VoIP has different requirements, features, functionality, availability, and service limitations when compared with the Plain Old Telephone Service (POTS) (i.e., the standard telephone service). In contrast, other telephone services are based on high-speed, digital communications lines, such as Integrated Services Digital Network (ISDN) and Fiber Distributed Data Interface (FDDI). The main distinctions between POTS and non-POTS services are speed and bandwidth. To address the threats associated with VoIP, usage restrictions and implementation guidelines are based on the potential for the VoIP technology to cause damage to the system if it is used maliciously. Threats to VoIP are similar to those inherent with any Internet-based application.  [SP 800-58] provides guidance on Voice Over IP Systems.

Priority: High

Baseline Security Configurations 

Services Associated with AWS:

  1. Amazon Chime
  2. AWS CloudTrail
  3. Amazon GuardDuty

Objective Evidence:  

  • Administrative: documented policies, standards & procedures
  • Administrative: supporting documentation to demonstrate the "secure practices" used to build technology platform-specific secure baseline configurations
  • Technical: screen shot of configuration settings

Possible Technology Considerations : 

  • Secure Baseline Configurations (SBC)
  • Intrusion Prevention System (IPS)
  • Access Control List (ACL) 

What needs to be answered?

Is the use of VoIP controlled? Is the use of VoIP authorized, and monitored?

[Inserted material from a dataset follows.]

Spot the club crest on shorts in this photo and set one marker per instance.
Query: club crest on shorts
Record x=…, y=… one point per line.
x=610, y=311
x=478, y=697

  • VoIP Usage Restriction Check

    Description: This check ensures that there are appropriate usage restrictions in place for VoIP technologies in use within the system. The check verifies that there is a policy for controlling the use of VoIP and that these policies are adhered to, helping to prevent potential misuse.

  •  VoIP Monitoring Check
    Description: This check ensures that all usage of VoIP within the system is properly monitored. The check verifies that monitoring tools are in place and functioning as expected to detect any unauthorized or potentially harmful usage of VoIP.

More Details:

VOIP systems not used within organization.